The only way to "live like Heaven here, and now" is to take risks and fight for justice with love
“A lot of us were taught that salvation is about what we are saved from; saved from sin, saved from hell, saved from judgment … that's part of it, but if that's all salvation is, then what do we do now? Just wait until we die?” Rev. Joseph Yoo asks in a five-part Instagram series on salvation.
What do we do now?
White House deputy chief of staff Stephen Miller recently berated Immigration and Customs Enforcement (ICE) leaders for only arresting immigrants with criminal records or suspected criminal records. He then set a Draconian daily quota of 3,000 arrests and demanded to know why ICE officers aren’t arresting people outside Home Depots and 7-Elevens1 to help reach the campaign promise of a million deportations per year.2
Beloved Native American actor Jonathan Joss was murdered by his own neighbor in a homophobic hate crime on the first Sunday of Pride month.
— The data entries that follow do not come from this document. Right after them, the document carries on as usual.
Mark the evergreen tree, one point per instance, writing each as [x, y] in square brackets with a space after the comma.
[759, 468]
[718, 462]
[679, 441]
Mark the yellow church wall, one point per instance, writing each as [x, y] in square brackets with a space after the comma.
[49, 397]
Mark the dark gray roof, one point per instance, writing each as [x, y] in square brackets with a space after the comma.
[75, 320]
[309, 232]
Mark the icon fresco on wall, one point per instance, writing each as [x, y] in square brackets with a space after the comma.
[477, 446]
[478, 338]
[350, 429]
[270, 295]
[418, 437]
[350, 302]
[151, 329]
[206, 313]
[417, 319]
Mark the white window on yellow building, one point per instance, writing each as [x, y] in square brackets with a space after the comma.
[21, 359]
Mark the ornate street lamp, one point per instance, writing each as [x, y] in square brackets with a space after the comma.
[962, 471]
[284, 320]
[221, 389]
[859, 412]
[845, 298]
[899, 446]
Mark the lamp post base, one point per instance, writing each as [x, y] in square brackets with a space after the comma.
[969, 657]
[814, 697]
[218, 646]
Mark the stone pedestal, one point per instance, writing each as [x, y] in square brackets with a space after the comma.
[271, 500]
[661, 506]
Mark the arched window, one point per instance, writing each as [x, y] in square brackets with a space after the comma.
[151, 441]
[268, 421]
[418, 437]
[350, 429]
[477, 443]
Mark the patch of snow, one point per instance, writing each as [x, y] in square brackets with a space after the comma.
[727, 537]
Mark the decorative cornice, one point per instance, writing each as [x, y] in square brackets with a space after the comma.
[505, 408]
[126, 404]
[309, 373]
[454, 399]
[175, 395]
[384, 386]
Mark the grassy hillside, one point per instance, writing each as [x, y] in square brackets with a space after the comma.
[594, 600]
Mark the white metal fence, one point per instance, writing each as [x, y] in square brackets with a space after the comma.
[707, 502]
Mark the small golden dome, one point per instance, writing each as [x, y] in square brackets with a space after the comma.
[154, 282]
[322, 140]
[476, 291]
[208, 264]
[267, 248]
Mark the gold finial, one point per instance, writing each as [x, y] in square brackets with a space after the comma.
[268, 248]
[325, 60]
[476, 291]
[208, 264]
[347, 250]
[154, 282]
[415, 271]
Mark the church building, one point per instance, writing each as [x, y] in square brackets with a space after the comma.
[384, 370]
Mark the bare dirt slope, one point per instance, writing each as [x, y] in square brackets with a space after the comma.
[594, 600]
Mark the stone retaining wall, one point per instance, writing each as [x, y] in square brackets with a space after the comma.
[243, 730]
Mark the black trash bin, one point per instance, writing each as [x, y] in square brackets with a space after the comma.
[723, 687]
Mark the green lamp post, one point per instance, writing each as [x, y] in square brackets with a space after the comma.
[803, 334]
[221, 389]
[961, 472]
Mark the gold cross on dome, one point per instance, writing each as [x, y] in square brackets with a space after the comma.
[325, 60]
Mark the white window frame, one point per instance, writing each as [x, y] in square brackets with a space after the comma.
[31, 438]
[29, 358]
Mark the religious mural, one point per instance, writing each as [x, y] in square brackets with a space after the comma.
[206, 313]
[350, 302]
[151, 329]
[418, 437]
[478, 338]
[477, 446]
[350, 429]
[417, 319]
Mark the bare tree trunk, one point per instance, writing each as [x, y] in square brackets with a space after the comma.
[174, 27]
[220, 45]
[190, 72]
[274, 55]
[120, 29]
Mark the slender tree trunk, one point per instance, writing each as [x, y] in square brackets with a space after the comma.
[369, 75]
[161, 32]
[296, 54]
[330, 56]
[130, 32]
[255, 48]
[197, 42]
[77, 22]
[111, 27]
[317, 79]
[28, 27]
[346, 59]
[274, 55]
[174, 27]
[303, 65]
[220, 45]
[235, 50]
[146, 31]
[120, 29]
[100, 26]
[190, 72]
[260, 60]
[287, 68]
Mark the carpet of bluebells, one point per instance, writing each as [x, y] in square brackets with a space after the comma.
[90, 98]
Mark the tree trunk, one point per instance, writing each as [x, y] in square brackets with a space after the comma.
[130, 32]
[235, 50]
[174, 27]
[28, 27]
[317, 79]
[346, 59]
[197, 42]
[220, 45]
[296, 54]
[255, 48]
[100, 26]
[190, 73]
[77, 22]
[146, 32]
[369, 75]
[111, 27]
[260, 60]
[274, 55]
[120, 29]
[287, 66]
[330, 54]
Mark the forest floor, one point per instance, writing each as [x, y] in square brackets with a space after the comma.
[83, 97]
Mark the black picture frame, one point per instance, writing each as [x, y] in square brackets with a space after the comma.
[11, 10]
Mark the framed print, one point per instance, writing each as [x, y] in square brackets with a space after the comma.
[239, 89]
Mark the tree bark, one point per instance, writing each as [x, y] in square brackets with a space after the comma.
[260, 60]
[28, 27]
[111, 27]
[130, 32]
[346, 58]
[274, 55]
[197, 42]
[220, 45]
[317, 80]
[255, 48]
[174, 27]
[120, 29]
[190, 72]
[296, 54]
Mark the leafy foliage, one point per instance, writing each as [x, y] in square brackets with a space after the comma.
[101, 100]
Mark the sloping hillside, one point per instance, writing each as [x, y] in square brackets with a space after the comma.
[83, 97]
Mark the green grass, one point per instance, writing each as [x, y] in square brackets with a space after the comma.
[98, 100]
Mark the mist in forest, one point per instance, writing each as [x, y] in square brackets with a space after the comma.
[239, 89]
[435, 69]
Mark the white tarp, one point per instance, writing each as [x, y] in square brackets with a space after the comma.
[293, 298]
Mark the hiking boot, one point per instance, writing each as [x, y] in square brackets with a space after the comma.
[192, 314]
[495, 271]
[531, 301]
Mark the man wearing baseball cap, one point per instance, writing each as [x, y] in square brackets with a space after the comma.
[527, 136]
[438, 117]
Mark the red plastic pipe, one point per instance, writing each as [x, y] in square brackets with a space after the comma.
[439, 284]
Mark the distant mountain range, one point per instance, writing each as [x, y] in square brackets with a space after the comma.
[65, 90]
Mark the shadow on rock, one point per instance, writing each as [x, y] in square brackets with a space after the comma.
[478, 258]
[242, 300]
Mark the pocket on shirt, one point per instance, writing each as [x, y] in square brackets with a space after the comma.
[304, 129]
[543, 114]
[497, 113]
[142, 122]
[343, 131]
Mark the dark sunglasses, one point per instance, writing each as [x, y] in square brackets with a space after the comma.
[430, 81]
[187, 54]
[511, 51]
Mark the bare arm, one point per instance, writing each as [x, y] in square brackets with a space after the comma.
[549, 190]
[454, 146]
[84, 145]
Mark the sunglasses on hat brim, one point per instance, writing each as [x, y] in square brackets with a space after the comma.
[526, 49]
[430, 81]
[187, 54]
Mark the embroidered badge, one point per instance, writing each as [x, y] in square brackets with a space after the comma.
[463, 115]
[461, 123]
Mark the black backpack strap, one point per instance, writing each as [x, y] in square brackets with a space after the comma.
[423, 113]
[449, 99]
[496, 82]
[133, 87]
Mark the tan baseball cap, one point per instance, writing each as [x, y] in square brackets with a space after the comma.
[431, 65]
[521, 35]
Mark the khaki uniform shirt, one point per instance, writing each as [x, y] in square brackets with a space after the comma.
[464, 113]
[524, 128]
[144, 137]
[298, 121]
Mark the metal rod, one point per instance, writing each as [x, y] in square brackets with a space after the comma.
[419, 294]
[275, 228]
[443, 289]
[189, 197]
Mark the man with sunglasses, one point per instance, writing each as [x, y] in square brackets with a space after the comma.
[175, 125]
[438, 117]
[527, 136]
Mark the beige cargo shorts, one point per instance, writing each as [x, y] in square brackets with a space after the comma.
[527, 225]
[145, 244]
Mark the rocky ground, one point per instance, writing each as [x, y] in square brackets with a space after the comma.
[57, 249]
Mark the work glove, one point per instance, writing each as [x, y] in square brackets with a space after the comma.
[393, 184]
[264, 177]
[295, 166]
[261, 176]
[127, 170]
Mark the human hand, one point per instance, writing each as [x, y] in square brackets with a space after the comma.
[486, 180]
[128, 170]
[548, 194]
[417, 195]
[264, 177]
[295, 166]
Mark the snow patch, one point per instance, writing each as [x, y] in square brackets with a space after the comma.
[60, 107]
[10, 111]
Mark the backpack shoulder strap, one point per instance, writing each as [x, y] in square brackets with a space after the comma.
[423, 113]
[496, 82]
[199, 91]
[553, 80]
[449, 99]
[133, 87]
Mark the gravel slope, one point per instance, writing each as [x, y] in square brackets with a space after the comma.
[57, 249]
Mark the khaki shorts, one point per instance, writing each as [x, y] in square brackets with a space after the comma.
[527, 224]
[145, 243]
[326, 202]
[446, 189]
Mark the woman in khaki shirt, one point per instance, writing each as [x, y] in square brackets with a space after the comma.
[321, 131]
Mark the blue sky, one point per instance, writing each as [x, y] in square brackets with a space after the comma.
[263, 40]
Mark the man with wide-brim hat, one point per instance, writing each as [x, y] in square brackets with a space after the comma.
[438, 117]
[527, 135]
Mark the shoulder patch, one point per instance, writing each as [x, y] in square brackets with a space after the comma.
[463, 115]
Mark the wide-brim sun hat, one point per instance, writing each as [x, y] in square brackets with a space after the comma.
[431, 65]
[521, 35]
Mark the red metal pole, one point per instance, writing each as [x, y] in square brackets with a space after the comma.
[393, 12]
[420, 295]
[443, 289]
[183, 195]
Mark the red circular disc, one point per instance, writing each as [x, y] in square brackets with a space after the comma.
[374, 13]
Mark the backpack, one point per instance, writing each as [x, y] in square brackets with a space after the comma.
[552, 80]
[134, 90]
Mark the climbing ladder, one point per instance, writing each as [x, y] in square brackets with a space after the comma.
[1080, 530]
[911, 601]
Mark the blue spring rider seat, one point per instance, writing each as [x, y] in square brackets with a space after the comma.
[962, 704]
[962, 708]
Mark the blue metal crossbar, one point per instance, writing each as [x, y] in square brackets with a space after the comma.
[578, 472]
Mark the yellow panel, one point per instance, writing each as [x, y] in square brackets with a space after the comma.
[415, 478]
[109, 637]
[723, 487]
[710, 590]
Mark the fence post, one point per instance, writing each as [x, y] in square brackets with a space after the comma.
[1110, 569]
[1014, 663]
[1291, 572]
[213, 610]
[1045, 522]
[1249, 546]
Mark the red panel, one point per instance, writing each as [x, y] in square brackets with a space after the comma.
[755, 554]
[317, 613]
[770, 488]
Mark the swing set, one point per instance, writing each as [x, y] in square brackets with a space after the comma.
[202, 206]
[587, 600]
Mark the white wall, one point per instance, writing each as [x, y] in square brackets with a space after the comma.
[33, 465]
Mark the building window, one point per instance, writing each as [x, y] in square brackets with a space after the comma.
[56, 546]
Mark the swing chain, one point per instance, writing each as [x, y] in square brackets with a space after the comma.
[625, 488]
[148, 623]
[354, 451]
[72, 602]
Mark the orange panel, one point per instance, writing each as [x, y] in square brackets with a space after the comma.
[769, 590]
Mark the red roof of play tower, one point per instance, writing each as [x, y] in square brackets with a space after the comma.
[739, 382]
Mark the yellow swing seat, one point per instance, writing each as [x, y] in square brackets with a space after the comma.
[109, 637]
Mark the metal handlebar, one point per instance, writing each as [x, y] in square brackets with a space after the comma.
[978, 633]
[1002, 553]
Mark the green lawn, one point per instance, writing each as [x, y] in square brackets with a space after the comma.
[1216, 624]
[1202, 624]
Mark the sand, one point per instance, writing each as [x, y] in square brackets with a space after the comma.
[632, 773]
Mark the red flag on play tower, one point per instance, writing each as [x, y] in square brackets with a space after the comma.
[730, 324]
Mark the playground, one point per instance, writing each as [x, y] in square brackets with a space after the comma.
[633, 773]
He was shot and killed in front of the charred remains of the home he and his husband shared until it burned down in January.3
Hundreds of people have been disappeared to CECOT, the for-profit El Salvadoran torture prison,4 and undisclosed locations in Djibouti or South Sudan.5 They are all still waiting for the due process they’re legally entitled to.
There is so much we can do. And for people of faith, there is much we are called to do.
“The truth is, you weren't just saved from something. You were saved for something: for justice, for healing, for mercy, for wholeness, community, for love that looks like Jesus.” Speaking to more than 100,000 followers across social media platforms, Fr. Yoo’s message makes it clear. As we are saved, so we are called.
“Your Friendly Neighborhood (Episcopal) Priest” (as he describes himself in his bio) is one of a growing number of religious leaders taking to social media to share their insight informally and relatably. They aren’t just theologians preaching, they are servant leaders meeting people where they’re at: online and afraid.
We aren’t just looking for doctrine, we’re looking for guidance. We don’t want to go it alone. Fortunately, Fr. Yoo feels like one of your kindest, wisest friends. He is open-minded, openhearted, and speaks to the high stakes.
“Salvation isn't a ‘Get Out of Hell Free’ card. It's a call to live like Heaven here, and now. Jesus didn't save you just to keep you safe,” Fr. Yoo tells us before explaining something extraordinarily unexpected.
“He saved you to make you dangerous: dangerous to evil, dangerous to despair, dangerous to anything that keeps people from wholeness and hope.”
Modern Christians do not think of themselves as dangerous. Though they claim to “not want to get political,” when it comes to Black Lives, LGBTQ rights, and asylum seekers and refugees, they are ready to do battle for pro-life legislation and the Second Amendment.
But “politics” is just a structural term for humanity, and not just our own, but the deep and expansive humanity of our neighbors. And we are called to serve them. All of them. Especially when they are in danger. That includes pregnant girls and women, People of Color, immigrants, refugees, asylum seekers, and our LGBTQ neighbors.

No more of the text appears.